It would be recall that Justice Chukwuejekwu Aneke who presided over the court had fixed today for judgment in the suit last Friday, after parties have moved their applications before the court.

However, today, when the court was about reading the judgment, Mr. Abiodun Layonu (SAN), announced his appearance and told the court that of his clients’ application to join as defendants in the suit.

The senior lawyer told the court that his clients were already in another suit of the same subject before Abuja division of the court, and that the presiding judge, Justice Inyang Ekwo had ordered that the parties to maintain status quo and that the ‘res’ to be preserved, till the determination of the suit.

He also told the court that his clients became aware of the Lagos suit through some onlines media on Monday.

But the shareholder who is also a lawyer, Mr. Hyginus Nnaemeka Nnubia, told the court that the business of the court today, was to deliver judgment in the suit and that the application to join, was meant to arrest the court’s judgment.

Barrister Nnubia told the court that his suit was filed on March 23, 2023, while the suit at Abuja was filed on April 13, 2023, adding that the applicants that are seeking to join the suit, was aimed to arrest the judgment of the court.

He therefore urged the court to discountenance the application, for being forum shopping and abuse of court.

Justice Aneke after listening to parties, adjourned till June 21, for ruling on the application to join the suit.

Barrister Nnubia in his originating summons in suit numbered FHC/L/CS/484/2023, had prayed the court for an order mandating the defendant to hold its 2023 Annual General Meeting in May 2023, or any other time within the time permitted by the Companies and Allied Matters Act, 20720.

He also asked the court to mandate the Company’s officers to render account at the defendant’s Annual General Meeting by presenting the audited financial statements, and declare dividend to the shareholders where the profits permit.

The Applicant also sought the following reliefs “whether upon a consideration of section 237 (1) of the Companies and Allied Matters Act, 2020 the defendant is not statutorily obligated to hold its Annual General Meeting each year, in addition to any other meeting?

“Whether upon a consideration of section 238 of the Companies and Allied Matters Act, 2020, the Defendant’s officers are not statutorily obligated to render their stewardship account at the Defendant’s Annual General Meeting by presenting the Defendant’s financial statements to its shareholders, and declare dividend to the shareholders where the profits permit?

“Whether the Court does not have the inherent powers to restrain any person or persons from interfering or further interfering with the operations and effective management of affairs of the Defendant, including but not limited to the holding an Annual General Meeting and presentation of the audited financial statements to the shareholders.”

Barrister Nnubia stated that if the followings above are resolved in his favour, he asked the court to declare that the defendant (Seplat Energy) is statutorily obligated to hold is Annual General Meeting each year in addition to any other meeting.

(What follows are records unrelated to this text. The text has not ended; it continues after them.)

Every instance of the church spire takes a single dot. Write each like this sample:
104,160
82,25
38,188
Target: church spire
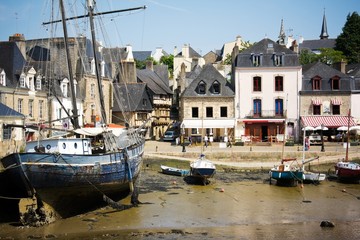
324,34
282,36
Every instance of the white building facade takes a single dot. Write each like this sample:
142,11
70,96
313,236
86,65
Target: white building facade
267,83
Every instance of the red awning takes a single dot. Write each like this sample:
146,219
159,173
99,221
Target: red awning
263,120
316,102
328,121
336,101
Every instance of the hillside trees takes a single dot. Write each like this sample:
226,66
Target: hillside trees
349,40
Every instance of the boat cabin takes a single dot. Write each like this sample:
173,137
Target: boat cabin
61,145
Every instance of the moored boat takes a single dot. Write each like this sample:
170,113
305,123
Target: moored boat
348,171
66,176
314,177
202,169
287,173
174,171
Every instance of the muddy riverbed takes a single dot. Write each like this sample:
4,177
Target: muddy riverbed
235,205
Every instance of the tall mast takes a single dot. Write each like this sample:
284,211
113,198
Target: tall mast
97,72
71,77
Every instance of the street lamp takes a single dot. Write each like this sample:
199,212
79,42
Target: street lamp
322,138
182,136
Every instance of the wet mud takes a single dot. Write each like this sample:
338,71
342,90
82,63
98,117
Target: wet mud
234,205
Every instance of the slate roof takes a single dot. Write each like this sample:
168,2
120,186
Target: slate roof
192,53
5,111
131,97
153,82
209,74
195,72
353,70
266,48
162,72
326,73
315,45
141,55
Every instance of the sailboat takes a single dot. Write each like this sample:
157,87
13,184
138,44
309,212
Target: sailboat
202,168
63,177
347,171
288,172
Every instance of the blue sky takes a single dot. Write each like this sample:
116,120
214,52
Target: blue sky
204,24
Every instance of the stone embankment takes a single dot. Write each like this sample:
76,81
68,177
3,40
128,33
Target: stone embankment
250,156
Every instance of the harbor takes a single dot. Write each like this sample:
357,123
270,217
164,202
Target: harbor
239,203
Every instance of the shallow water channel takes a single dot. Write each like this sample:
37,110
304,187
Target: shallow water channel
227,208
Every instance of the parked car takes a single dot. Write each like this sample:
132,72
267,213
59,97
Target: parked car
171,135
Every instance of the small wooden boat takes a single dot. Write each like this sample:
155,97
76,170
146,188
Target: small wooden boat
348,171
287,173
202,168
313,177
174,171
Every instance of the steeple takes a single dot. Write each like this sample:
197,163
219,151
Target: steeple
324,34
282,36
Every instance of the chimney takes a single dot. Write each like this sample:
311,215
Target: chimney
185,51
130,56
341,66
19,39
149,65
195,61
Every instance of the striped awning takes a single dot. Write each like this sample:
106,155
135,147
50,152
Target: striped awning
328,121
336,101
316,102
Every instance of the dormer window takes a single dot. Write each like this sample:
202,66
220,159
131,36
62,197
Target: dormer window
257,84
316,83
216,87
92,90
31,84
335,83
256,59
38,83
201,89
278,60
2,78
279,84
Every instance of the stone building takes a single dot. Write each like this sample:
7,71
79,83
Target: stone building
207,107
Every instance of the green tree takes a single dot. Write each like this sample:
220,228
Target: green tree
307,56
330,56
169,61
142,64
243,46
349,40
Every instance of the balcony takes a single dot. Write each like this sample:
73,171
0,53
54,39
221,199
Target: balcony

“An order restraining any person or persons (including but not limited to present or former Director(s), Shareholders(s), and Employee(s) of the from interfering or except such intervention as may be determined or made during the Annual General of the Defendant.

“An order of the Court directing the Defendant to pay the Cost of this action to the tune of N10, 000,000, (Ten Milton Naira Only).

The lawyer and shareholder in an affidavit in support of the suit, stated that as a fact that the defendant is statutorily required to hold an Annual general meeting on a yearly basis, where different businesses are conducted, inclusive of the consideration of the audited Financial Statements of the company as well as declaration of dividends, amongst others.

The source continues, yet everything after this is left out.